While Djibouti’s comparative advantage may be relatively secure, Eritrea’s renewed relations with Ethiopia may pose an economic challenge to other parts of the Horn of Africa hoping to capitalize on Ethiopia’s growing trade. These include anchorages like Berbera, Lamu, and Port Sudan, which had been the targets of Ethiopia’s efforts to diversify its trade outlets. DP World and local authorities recently dropped their planned investment in the port of Berbera by 23 percent. This investment in port capacity is 19 percent owned by Ethiopia, includes the construction of a road from the port to Ethiopia, and is aimed at serving the Ethiopian import-export market. The new port developments in Lamu, Kenya, and Port Sudan (Ethiopia has made financial commitments to the development of both ports) are also potential alternatives, though their ability to capitalize on growing Ethiopian trade may now be compromised by the potential of Eritrean ports due to their relative distance. (For a more detailed mapping of blue economic opportunities and challenges in Africa, take a look at the Stable Seas Maritime Security Index, with interactive maps and analysis on a variety of maritime security and governance issues.)
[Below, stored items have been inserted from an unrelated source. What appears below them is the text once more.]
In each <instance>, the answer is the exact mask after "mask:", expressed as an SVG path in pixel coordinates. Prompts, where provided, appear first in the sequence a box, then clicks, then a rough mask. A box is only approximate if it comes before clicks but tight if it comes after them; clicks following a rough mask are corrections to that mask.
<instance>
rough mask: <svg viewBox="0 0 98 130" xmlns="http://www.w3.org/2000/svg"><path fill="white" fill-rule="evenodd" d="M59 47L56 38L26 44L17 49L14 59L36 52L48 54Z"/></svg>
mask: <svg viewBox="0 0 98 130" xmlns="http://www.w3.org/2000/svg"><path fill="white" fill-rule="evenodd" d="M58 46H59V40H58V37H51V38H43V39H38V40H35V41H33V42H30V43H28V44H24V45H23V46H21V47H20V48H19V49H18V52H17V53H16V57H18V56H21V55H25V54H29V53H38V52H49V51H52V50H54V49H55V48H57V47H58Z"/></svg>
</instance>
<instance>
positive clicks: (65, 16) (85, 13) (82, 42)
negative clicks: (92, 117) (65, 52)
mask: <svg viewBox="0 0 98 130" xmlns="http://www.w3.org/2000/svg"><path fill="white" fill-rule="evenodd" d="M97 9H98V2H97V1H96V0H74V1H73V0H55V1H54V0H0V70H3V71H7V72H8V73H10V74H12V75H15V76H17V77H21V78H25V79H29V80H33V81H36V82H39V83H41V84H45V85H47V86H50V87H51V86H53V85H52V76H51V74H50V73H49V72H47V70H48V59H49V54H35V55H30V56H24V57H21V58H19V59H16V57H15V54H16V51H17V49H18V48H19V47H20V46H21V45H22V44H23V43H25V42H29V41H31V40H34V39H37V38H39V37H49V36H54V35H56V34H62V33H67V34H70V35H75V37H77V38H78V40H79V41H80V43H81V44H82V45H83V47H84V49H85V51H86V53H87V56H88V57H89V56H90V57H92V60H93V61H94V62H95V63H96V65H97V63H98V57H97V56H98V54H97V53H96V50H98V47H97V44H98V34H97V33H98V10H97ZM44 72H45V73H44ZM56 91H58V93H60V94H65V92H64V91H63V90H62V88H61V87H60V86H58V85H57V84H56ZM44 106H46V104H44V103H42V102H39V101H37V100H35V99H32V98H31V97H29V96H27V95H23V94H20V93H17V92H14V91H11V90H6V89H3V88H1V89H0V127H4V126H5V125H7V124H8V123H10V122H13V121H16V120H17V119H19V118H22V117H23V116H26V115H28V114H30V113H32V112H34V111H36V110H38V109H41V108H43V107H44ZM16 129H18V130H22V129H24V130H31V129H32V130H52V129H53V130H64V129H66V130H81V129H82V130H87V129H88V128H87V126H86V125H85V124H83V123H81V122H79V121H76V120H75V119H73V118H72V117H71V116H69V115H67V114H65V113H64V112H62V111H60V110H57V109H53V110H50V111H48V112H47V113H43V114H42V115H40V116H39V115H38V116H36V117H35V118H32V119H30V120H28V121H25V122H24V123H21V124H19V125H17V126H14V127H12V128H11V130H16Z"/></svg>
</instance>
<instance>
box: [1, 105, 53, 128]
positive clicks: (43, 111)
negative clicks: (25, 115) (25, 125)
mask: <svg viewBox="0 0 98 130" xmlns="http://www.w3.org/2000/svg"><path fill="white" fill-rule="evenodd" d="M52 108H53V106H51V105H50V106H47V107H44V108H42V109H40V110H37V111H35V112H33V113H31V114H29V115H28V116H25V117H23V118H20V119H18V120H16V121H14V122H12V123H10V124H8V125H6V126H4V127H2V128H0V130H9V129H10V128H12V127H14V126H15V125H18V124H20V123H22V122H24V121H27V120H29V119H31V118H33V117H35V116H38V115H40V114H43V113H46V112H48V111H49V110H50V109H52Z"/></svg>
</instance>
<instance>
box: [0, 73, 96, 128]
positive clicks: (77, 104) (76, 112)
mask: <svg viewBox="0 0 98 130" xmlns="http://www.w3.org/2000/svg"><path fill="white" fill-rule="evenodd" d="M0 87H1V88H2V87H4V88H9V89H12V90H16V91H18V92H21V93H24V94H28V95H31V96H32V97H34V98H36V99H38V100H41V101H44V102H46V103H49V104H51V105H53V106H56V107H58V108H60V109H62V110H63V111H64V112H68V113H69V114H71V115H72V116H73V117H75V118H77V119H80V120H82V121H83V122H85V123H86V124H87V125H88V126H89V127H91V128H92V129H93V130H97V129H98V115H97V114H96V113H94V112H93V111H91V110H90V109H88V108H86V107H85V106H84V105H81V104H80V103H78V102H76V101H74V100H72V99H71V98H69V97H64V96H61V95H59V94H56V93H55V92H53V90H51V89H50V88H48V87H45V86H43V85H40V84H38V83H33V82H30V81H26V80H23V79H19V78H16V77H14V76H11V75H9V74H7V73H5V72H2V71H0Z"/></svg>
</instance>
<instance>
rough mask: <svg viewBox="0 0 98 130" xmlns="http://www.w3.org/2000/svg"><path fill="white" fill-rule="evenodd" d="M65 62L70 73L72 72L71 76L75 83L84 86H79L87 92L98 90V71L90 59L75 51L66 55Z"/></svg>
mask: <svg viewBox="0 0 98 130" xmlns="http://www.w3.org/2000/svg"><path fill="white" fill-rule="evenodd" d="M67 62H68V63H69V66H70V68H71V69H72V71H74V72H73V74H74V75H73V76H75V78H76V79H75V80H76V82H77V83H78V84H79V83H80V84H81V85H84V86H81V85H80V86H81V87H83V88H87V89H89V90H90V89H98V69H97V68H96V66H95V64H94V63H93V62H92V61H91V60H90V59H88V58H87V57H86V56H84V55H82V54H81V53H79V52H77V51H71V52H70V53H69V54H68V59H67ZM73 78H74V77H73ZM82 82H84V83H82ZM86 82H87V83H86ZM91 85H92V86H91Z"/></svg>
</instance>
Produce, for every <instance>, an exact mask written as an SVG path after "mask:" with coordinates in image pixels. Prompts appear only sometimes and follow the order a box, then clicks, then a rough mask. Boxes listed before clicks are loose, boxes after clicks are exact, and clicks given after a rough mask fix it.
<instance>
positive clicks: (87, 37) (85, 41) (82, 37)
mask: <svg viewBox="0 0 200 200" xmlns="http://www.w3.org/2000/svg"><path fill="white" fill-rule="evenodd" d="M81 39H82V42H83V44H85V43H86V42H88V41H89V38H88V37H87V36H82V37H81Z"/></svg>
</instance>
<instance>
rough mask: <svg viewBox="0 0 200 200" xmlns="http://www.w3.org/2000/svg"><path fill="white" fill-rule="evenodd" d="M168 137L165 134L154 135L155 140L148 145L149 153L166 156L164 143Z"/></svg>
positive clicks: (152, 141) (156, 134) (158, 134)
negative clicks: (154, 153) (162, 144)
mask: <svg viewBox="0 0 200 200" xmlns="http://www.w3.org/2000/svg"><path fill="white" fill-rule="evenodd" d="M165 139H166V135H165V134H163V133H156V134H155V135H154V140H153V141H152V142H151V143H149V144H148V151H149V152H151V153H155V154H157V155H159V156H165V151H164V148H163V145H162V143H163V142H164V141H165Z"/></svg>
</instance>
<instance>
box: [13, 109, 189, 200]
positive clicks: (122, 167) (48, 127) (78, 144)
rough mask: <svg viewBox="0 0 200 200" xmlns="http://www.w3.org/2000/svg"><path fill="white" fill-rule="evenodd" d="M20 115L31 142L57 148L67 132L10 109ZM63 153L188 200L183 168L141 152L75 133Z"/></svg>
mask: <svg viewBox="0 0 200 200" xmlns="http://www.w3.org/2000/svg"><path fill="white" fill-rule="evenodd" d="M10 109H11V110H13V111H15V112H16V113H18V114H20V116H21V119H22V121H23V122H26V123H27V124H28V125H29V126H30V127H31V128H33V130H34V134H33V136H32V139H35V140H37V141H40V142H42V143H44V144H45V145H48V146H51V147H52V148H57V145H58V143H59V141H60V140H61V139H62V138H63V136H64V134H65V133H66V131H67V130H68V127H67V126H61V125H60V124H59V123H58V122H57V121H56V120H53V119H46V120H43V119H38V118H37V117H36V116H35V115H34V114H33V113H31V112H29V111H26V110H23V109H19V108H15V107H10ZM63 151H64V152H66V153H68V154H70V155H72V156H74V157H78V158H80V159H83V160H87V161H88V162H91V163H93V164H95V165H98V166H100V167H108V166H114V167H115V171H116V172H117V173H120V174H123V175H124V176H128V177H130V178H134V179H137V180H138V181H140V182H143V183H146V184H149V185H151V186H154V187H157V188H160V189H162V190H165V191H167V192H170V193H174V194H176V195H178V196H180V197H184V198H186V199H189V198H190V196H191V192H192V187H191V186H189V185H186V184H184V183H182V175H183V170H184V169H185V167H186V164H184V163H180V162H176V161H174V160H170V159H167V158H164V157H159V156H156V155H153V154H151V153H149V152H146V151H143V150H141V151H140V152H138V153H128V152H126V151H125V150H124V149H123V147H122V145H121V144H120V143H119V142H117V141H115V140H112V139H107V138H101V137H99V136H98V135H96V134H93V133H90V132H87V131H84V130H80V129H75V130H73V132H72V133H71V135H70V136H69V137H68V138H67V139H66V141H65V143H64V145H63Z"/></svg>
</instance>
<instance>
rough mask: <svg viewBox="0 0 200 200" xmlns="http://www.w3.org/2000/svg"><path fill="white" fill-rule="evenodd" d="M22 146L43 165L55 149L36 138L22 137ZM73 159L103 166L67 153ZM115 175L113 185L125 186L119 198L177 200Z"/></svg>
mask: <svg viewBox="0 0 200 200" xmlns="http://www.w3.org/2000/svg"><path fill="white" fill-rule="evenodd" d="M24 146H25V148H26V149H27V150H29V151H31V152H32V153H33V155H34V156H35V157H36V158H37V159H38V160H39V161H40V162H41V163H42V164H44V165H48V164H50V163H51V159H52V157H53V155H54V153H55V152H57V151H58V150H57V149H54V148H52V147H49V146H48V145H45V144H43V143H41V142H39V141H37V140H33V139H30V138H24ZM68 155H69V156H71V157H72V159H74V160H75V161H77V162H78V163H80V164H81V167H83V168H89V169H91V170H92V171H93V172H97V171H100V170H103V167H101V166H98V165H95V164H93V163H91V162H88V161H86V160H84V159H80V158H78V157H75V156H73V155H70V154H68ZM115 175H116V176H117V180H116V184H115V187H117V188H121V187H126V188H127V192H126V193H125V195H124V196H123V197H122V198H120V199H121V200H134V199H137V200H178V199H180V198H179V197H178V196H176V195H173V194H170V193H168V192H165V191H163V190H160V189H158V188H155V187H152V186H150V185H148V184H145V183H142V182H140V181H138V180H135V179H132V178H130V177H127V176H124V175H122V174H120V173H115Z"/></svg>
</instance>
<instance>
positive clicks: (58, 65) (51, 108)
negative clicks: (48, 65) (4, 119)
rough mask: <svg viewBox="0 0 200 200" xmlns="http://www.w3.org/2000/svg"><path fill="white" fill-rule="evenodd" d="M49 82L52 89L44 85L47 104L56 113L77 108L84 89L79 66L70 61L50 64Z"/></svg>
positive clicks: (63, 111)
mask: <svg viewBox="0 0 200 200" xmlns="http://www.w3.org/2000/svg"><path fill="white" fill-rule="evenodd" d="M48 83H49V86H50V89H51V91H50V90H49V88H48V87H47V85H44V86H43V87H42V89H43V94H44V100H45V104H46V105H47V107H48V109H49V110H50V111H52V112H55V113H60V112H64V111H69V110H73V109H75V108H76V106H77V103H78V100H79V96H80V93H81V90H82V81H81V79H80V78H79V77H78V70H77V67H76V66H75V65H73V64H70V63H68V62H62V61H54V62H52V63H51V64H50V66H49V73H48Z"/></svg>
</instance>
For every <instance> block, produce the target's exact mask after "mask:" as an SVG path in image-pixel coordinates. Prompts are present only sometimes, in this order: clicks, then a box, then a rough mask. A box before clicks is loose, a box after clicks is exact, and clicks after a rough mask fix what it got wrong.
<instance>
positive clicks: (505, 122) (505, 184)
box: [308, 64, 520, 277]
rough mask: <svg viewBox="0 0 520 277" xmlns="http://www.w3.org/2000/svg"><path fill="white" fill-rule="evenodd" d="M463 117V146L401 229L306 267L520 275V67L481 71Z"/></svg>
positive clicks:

However, the biggest hurdle to reshaping the landscape of shipping in the Horn of Africa lies in the nature of Eritrea’s political and economic system. There are positive signs for potential port investment in the country, with reports Saudi Arabia and the UAE may be willing to invest. However, Eritrea has a horrendous business environment for private firms, both domestic and foreign. Eritrea is ranked 189th out of 190 countries in the World Bank’s 2018 Ease of Doing Business Report. It also suffers from endemic corruption, ranking 165th out of 180 countries in Transparency International’s 2017 Corruption Perceptions Index. The current political-economic system provides little indication it has the legal framework to accommodate the operations of international shipping, port management, and logistics industries necessary to take full advantage of the economic opportunities provided by the warming of ties with Ethiopia.
The leadership change in Ethiopia has been perhaps the most impactful development in politics in the Horn of Africa in recent years. But change of this nature often has the tendency to generate speculation regarding second-order effects that outpace the actual potential for change in entrenched domestic and regional economic and political systems. Eritrea will not become a major center of maritime commerce in the Horn of Africa without significant infrastructure development and internal reforms, both of which will require time, money, and political will. That said, international stakeholders, be they civil society, private firms, multilateral organizations, or neighboring states, should take the opportunity to responsibly engage Eritrea in their efforts to fully capitalize on the economic opportunities presented by its recent emergence from international isolation.